Il en va de même pour les Démocrates, avec cependant une différence de taille. Hillary Clinton, première femme à obtenir la nomination au présidentielles, représente le Parti et bien plus. Les rebelles de gauche haïssent peut-être Trump, mais ils détestent également la machine politique Démocrate. Sanders a été étonnamment proche d’emporter la nomination, attirant beaucoup plus de jeunes électeurs que Trump et Clinton réunis. Comme Trump, Sanders a proposé un programme politique à un électorat que le Parti Démocrate ne prenait pas au sérieux, ce grand nombre de personnes qui en appelle à un gouvernement qui se soucie des gens, de justice économique, d’éducation, d’environnement, de protection de la santé et d’autres sujets traditionnellement à gauche. De manière surprenante, comme Sanders, 39% des électeurs démocrates de Caroline du Sud se sont déclarés socialistes ! Alors que les Démocrates ne se sont pas abaissés au jeu des insultes et des petites phrases associé à Trump, les soupçons ont grandi dans le camp de Sanders sur la neutralité du Comité National Démocratique (CND). En conséquence, Sanders n’a pas immédiatement concédé les résultats des primaires, et ses partisans ont prétendu que les résultats étaient truqués.

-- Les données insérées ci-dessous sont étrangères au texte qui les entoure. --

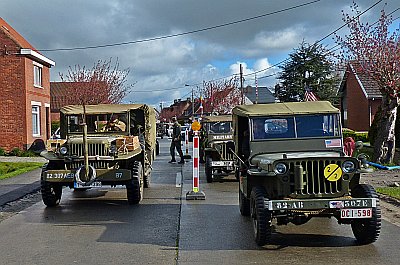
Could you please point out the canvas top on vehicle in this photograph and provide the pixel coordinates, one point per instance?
(217, 118)
(148, 113)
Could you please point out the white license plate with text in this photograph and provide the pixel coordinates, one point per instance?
(96, 184)
(356, 213)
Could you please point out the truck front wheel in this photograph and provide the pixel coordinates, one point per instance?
(51, 193)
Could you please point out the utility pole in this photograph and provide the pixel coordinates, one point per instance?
(241, 83)
(192, 103)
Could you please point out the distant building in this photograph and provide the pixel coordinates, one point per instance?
(360, 98)
(260, 95)
(25, 91)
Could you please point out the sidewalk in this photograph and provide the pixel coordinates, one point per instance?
(12, 189)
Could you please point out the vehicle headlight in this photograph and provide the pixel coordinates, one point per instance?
(63, 150)
(280, 168)
(348, 167)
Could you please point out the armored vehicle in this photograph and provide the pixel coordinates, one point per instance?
(218, 146)
(120, 141)
(292, 167)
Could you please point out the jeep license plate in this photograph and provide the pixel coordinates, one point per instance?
(96, 184)
(356, 213)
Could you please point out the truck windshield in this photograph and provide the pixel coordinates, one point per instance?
(302, 126)
(98, 123)
(218, 127)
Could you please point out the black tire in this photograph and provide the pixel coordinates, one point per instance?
(367, 230)
(134, 187)
(244, 204)
(208, 169)
(147, 180)
(261, 216)
(157, 148)
(51, 193)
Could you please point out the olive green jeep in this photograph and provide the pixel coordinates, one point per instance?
(292, 167)
(218, 146)
(105, 145)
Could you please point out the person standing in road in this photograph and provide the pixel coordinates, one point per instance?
(176, 142)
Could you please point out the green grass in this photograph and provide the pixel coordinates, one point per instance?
(9, 170)
(391, 191)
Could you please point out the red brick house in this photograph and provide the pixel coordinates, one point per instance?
(360, 99)
(59, 98)
(25, 91)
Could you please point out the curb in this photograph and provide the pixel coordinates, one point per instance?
(19, 192)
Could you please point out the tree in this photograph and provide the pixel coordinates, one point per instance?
(308, 67)
(377, 52)
(104, 83)
(221, 96)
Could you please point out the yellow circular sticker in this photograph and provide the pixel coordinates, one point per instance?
(333, 172)
(196, 126)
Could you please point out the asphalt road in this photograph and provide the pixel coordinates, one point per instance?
(98, 227)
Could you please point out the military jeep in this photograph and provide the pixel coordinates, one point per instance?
(105, 145)
(218, 146)
(291, 165)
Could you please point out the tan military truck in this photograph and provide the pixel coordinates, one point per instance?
(120, 142)
(292, 168)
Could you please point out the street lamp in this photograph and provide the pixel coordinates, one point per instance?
(192, 103)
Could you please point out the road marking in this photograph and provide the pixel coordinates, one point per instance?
(178, 181)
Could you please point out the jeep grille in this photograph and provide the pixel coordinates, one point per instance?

Les conventions des Républicains et des Démocrates ont parachevé la débâcle. Les conventions sont normalement des spectacles aux scénarii minutés, ne permettant aucune improvisation. En 2016, cependant, les deux conventions ont été sans précédent – il a fallu improviser. Les dirigeants et donateurs Républicains ont répudié Trump sans faire d’apparition publique. Les sociétés privées ont retiré les vastes espaces mis à disposition, salons, et autres avantages habituellement offerts. Aucun des anciens présidents républicains n’est venu, pas plus que de nombreux sénateurs et gouverneurs républicains. Même John Kasich, gouverneur de l’Ohio, où se tenait la convention, a refusé de venir alors qu’il était en ville, faisant des apparitions remarquées ici et là. Trump en a fait un point d’honneur - il gagnerait sans les politiciens ! Et contrairement à la tradition qui veut que les nominés n’apparaissent que le quatrième et dernier jour, Trump est monté sur scène tous les jours. C’était sa convention, pas celle du Parti Républicain. Le Parti Républicain avait perdu le contrôle de la convention et celle de l’élection.

Les Démocrates ont dû faire face à leur propre crise quelques jours avant la Convention, lorsque WikiLeaks a dévoilé les mails démontrant que le Parti avait tenté de faire capoter la candidature de Sanders. La présidente de CND, Debbie Wasserman Schultz, a dû démissionner. Il a immédiatement fallu nommer un nouveau président pour ouvrir la Convention. Parmi les partisans de Sanders, représentant 46% des délégués, plusieurs ont fait une sortie remarquée. La convention s’est finalement réglée et a repris son cours. Bien que déterminés à arrêter Trump, peu de ces non-alignés pouvaient faire montre d’enthousiasme à l’idée de soutenir des politiques qu’ils avaient ardemment combattues.

Les débats ont été de nouvelles farces, avec des saillies effarantes jusqu’alors inégalées. Trump voulait faire emprisonner son adversaire, l’a insultée, l’a traquée sur scène, a prétendu que les élections étaient truquées et dit qu’il ne respecterait les résultats que s’il gagnait.

Les surprises se sont enchainées, bouleversant cet processus électoral interminable - les emails, les enregistrements de Trump sur les attouchements, les emails (encore). Les sondages ont joué aux montagnes russes, et l’anxiété publique avec eux. Même les instituts de sondage affirment n’avoir jamais rien vu de tel. Jamais deux candidats n’ont été si impopulaires. Tout le monde semble déjà dire : assez !! Un délégué républicain, avocat new-yorkais intelligent et drôle, que le journaliste mexicain David Brooks a interviewé a tout résumé : « Nous avons essayé d’envoyer des gens à Washington. Nous leur avons donné la maison. Rien. Trump est une chaudière prête à exploser. Le nom de la déflagration est Trump. » Il est en train de réduire la maison en cendres. On ne sait pas encore qui survivra à cet incendie, ou ce qui y survivra. Le mieux que nous puissions espérer, c’est le retour à l’ordinaire.